And I think in that same thread I pointed out how misleading those figures are. Using overall life expectancy as a measure of how good your health care system is is a very poor measure when comparing two countries with very different demographics. For example, Americans tend to be more overweight than Canadians, and weight has a big influence on life expectancy. Differences in diet, working conditions, climate, ethnic background, poverty, average age, and a host of other confounding variables make this a poor comparison.
If you actually want to compare the two health care systems, you’re much better off actually comparing the life expectancy of people AFTER they have been admitted to the health care system with serious problems. Life expectancy rates for various cancers is a better metric. Deaths from secondary heart attacks after being treated for the first one. Those sort of measures. And when you do, suddenly the U.S. looks a lot better than the life expectancy figures would suggest.
Then, if you want to compare private health care vs government-provided health care, you need to somehow control for the fact that a large percentage of U.S. health care is already socialized through Medicaid, Medicare, and Veteran’s hospitals. So you could start doing studies between a private hospital that treats a low percentage of medicaid and medicare people, and a similar hospital in Canada that has mostly a middle-upper class patient base (if you can find one).
Finally, you need to consider that a large percentage of health care spending is on non life-threatening conditions that wouldn’t impact the life expectancy figures but which have a great deal to do with the quality of life of people who need the system. Joint replacement surgery, cataract surgery, prosthetics, broken bone and torn ligament treatment, etc.

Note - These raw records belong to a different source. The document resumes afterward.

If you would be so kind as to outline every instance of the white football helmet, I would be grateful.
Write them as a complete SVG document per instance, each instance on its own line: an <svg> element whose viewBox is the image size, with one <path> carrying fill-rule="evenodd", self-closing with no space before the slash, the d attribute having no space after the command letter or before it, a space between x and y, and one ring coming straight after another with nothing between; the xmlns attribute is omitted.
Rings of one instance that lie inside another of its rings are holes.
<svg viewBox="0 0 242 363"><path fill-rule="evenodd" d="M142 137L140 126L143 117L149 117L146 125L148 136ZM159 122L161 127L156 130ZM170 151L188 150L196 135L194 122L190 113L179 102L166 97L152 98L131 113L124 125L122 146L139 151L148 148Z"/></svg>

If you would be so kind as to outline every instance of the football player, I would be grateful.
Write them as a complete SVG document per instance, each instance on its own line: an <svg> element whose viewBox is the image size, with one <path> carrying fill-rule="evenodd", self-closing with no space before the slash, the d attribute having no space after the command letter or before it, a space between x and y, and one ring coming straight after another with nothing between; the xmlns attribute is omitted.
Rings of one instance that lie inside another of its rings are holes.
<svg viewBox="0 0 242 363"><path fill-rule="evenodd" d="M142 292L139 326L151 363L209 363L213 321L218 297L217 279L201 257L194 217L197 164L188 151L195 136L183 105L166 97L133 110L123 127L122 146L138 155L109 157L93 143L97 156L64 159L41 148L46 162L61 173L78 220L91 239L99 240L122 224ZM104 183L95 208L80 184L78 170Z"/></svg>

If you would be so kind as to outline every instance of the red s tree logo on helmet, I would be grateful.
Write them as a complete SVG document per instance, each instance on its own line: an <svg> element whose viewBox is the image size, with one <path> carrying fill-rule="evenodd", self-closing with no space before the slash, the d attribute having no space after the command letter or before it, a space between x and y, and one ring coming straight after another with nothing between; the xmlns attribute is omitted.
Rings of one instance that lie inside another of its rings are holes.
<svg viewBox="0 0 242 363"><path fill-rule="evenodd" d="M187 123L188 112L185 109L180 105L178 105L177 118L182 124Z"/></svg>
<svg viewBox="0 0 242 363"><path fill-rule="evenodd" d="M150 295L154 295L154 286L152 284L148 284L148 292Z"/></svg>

It’s not so simple as saying, “Americans spend more, yet have lower life expectancy.” How about asking if, by spending more, they get faster treatment? They do, by a wide margin. The kinds of waiting lists we have in Canada are virtually unheard-of in the U.S.
This latter category is where socialized medicine usually does a horrible job. Absent the ability to ration with the market, the government winds up rationing medical care by fiat through restricting resources. It’s not unusual in Canada for people with broken fingers and arms to wait days in an emergency room before getting treatment - often so long that the broken bone has begun to knit and has to be re-broken and set to be fixed. There was just an article in our local paper about a patient who had to sleep on a gurney in the hall of the ER for several WEEKS because there were no beds available for him.
My mother is almost blind due to cataracts and macular degeneration. She’s now in her third year of treatment because of the multi-month wait between procedures. That’s three years of maybe the last 10 productive years of her life spent sitting in the dark in her home. Had she been in the states and adequately insured, she would have been through the system in a few months. My grandmother needed a knee replacement when she was around 60, and she didn’t get it for years. That’s years I spent watching her grimace in pain as she tried to climb a step or sit in a chair. She planned to travel the world in her retirement, but she was basically crippled and stayed home. After she got the joint replacement, she was like a new woman - happy and spry, and ready to take on the world. Then she died of a stroke. The system failed her utterly.
Canada’s health care system does some things well, and some things very poorly. Because it’s so politicized, there are big distortions in allocation of funds. A hospital in the district of a powerful politician may be first-rate. Another hospital in an area that needs a good one even more may be under-staffed and decrepit, because there are no advocates for it in government.